Dr. Toyin Ajayi says she credits her parents with believing in her ability to be a “change agent.”
Ajayi, who grew up in Nairobi, Kenya, is the founder and CEO of CityBlock Health, a healthcare provider serving communities with complex needs in the United States.
Her parents’ “incredible approach” to raising Ajay and her two younger sisters shaped her path as a leader, she told CNBC’s Julia Boorstin on the latest episode of the podcast “CNBC Changemakers and Power Players.”
First, Ajay’s parents did not shy away from talking about difficult topics. “They treated us as equals,” Ajayi says. “We had a very mature, adult conversation at the dinner table.”
One of the big issues they discussed together was Africa’s high maternal mortality rate at the time. “My parents were very transparent with me and my sisters,” Ajay says. “They will say things like, for most women in Africa, the biggest risk in life is getting pregnant and having a child.”
Second, learning about privilege was not optional in their homes.
From a “very young age”, Ajay’s parents emphasized that he and his sisters were “lucky because of their birth, not because of their money.” “My father used to say, ‘You’re lucky that you happened to be born to us and to parents who were able to send you to school with a master’s degree education, who gave you options, who taught you about your life and your body.’

Finally, Ajay says his parents also instilled in him a strong sense of social responsibility.
Ajayi grew up in the middle of the global AIDS crisis, and “everywhere I looked, I saw evidence of this horrible, horrible, horrible pandemic,” she says.
In her late teens, her parents took her to volunteer for an organization serving women with AIDS. The experience of caring for a woman who died from an illness had a deep impact on Ajay.

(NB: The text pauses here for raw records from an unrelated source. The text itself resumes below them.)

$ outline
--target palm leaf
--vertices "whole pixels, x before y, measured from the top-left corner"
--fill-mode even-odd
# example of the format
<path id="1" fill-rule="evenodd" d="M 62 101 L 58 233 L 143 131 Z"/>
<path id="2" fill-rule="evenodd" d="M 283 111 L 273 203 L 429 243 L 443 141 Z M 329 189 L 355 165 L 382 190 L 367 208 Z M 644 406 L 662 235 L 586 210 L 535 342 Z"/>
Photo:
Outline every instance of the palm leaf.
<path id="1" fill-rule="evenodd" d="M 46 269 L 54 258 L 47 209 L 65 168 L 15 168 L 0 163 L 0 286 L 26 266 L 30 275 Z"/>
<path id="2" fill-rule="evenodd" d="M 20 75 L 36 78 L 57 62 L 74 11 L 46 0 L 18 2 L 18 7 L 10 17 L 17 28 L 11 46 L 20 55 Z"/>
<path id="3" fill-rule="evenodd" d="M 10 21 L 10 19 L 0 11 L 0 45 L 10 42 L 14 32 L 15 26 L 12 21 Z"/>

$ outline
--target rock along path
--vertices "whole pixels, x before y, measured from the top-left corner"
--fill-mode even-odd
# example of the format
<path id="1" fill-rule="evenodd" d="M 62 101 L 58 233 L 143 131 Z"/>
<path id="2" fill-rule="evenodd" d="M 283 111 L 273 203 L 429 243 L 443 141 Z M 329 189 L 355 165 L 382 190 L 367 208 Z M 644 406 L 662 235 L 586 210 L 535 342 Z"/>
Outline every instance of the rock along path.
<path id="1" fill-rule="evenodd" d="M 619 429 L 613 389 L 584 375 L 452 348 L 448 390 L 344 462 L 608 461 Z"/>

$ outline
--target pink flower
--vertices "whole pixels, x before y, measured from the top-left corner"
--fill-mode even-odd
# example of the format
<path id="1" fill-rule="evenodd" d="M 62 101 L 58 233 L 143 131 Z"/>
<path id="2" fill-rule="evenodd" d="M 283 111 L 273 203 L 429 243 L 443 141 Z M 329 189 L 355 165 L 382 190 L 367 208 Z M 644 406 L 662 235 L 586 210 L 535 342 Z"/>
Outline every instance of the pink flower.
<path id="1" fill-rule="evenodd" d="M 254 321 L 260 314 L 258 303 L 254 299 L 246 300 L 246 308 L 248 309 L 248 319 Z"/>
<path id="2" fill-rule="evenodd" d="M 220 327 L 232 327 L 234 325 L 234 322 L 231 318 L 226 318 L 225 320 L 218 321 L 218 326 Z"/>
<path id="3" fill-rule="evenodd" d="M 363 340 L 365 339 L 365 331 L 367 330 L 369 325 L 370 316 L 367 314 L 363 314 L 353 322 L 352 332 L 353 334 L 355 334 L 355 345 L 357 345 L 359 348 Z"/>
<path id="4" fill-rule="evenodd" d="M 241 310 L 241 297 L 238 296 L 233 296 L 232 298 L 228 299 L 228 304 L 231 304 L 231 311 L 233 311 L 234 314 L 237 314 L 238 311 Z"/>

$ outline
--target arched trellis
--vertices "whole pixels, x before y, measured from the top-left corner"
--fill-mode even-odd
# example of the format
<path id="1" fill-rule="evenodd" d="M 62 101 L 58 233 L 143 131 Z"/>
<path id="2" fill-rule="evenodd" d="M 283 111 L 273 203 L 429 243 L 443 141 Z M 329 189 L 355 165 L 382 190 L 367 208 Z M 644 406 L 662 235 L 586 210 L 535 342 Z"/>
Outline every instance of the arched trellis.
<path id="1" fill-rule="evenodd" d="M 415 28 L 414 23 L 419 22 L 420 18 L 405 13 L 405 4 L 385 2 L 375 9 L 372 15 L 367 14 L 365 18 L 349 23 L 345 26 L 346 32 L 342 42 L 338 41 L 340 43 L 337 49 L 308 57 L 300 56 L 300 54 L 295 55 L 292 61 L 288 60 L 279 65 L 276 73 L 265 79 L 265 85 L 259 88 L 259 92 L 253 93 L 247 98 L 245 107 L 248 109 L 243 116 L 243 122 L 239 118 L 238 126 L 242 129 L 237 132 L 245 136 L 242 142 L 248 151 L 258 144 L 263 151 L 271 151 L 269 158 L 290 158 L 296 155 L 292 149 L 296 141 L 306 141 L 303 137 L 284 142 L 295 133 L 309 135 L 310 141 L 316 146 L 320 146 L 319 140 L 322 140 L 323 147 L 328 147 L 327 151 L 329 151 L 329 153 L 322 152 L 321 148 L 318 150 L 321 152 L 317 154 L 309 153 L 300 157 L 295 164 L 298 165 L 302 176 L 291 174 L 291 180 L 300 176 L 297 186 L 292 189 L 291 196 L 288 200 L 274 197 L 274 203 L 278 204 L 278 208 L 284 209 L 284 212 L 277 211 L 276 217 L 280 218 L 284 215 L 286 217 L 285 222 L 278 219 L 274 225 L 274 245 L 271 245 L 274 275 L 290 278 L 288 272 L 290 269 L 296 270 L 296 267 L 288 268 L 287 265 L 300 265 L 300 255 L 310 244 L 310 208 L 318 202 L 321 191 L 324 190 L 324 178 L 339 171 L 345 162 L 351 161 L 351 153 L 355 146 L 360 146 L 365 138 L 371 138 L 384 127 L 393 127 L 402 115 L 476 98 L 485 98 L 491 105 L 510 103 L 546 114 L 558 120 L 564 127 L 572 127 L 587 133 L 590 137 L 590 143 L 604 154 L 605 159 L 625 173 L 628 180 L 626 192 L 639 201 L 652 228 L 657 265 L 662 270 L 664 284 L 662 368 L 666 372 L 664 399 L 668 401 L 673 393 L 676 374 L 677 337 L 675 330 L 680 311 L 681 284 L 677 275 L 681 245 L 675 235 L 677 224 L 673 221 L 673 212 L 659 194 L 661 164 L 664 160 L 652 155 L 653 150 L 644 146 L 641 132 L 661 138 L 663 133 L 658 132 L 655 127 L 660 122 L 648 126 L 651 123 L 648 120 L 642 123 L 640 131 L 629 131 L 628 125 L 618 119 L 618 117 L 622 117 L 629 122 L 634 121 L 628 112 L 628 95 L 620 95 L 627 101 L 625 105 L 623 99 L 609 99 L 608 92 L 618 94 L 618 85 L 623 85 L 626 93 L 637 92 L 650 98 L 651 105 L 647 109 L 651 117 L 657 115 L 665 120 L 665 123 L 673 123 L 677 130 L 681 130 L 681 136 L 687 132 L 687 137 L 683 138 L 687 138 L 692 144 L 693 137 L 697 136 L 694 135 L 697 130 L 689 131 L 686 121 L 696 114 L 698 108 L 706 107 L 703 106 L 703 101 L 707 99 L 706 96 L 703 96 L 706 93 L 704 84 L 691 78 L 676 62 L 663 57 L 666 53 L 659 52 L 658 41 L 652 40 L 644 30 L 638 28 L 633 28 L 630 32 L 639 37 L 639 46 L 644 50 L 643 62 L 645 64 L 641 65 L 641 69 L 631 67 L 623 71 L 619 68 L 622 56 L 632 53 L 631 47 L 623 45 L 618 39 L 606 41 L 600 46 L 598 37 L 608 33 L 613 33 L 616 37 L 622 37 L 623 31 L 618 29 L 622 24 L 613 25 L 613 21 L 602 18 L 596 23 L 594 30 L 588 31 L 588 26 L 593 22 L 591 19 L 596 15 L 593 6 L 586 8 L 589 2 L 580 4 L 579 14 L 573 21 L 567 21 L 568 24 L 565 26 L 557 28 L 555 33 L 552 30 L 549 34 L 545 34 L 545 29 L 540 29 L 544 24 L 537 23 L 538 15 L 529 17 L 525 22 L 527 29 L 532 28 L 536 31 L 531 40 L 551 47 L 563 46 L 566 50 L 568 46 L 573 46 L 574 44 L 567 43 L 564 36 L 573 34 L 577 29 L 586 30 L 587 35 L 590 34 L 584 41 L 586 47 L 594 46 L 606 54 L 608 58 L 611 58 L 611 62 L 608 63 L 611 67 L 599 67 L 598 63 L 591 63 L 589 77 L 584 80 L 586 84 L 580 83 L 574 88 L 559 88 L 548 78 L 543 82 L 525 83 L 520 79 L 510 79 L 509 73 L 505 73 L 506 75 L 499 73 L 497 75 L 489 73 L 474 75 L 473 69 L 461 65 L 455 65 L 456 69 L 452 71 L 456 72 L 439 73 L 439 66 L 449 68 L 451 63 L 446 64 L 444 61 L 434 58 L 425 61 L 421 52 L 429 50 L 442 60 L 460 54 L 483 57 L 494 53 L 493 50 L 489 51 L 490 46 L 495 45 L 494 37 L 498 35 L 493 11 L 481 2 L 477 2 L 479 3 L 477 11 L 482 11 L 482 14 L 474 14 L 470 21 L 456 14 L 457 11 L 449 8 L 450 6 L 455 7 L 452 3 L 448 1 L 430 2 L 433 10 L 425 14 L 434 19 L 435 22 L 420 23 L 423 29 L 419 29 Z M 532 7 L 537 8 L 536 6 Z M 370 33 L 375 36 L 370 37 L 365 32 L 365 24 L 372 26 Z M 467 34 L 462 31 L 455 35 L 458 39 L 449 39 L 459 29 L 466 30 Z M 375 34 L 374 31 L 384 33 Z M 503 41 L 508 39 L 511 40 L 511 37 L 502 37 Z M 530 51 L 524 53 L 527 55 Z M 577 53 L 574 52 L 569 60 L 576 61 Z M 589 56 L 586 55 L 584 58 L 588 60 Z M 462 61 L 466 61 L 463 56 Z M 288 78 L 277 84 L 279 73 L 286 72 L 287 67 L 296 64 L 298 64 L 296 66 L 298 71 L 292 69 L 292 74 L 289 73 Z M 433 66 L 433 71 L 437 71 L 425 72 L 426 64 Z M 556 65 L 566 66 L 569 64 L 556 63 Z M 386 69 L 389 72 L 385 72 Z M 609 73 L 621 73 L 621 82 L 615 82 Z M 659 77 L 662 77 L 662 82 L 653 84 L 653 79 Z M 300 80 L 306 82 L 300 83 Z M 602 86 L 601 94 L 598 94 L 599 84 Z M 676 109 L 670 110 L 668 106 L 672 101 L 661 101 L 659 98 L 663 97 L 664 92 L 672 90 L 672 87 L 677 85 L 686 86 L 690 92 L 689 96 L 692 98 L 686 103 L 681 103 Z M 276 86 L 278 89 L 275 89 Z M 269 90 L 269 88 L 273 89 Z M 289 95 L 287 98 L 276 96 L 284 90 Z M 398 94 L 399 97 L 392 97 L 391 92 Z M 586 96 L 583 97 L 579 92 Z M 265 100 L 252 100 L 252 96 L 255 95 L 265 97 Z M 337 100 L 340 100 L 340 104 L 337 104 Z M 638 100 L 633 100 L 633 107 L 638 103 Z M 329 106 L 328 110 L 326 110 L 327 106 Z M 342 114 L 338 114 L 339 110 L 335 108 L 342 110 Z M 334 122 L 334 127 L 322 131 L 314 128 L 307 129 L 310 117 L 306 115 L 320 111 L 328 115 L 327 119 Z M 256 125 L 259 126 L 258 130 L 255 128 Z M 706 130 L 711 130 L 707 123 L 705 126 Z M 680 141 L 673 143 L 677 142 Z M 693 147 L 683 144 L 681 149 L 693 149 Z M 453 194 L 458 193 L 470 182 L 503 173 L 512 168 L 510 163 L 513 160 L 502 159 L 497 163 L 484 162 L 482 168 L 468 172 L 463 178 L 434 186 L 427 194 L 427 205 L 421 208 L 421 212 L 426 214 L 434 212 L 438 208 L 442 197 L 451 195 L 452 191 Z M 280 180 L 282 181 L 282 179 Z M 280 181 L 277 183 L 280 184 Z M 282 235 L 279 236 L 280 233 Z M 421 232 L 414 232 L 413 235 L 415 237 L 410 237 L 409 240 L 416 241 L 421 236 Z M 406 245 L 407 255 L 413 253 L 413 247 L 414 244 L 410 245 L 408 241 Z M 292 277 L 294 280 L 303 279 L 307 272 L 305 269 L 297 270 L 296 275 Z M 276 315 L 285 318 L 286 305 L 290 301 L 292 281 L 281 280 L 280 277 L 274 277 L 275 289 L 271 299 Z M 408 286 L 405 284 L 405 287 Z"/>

She “vividly remembers” the anger she felt watching the news debate whether it was cost-effective to send antiretroviral treatments to people in Africa. “I remember feeling so angry and resentful that I decided that as a society, we shouldn’t be thinking about how we allocate resources,” Ajayi recalls.
Far from being discouraged, Ajay was inspired to make a change. “I think my parents were really good at instilling in my sisters and me the belief that we can be change agents, and I think we have an obligation to do so,” she says.
When you have the tools that she and her sisters used, she says, “that anger turns into a fire in your belly, turns into motivation, turns into inspiration.”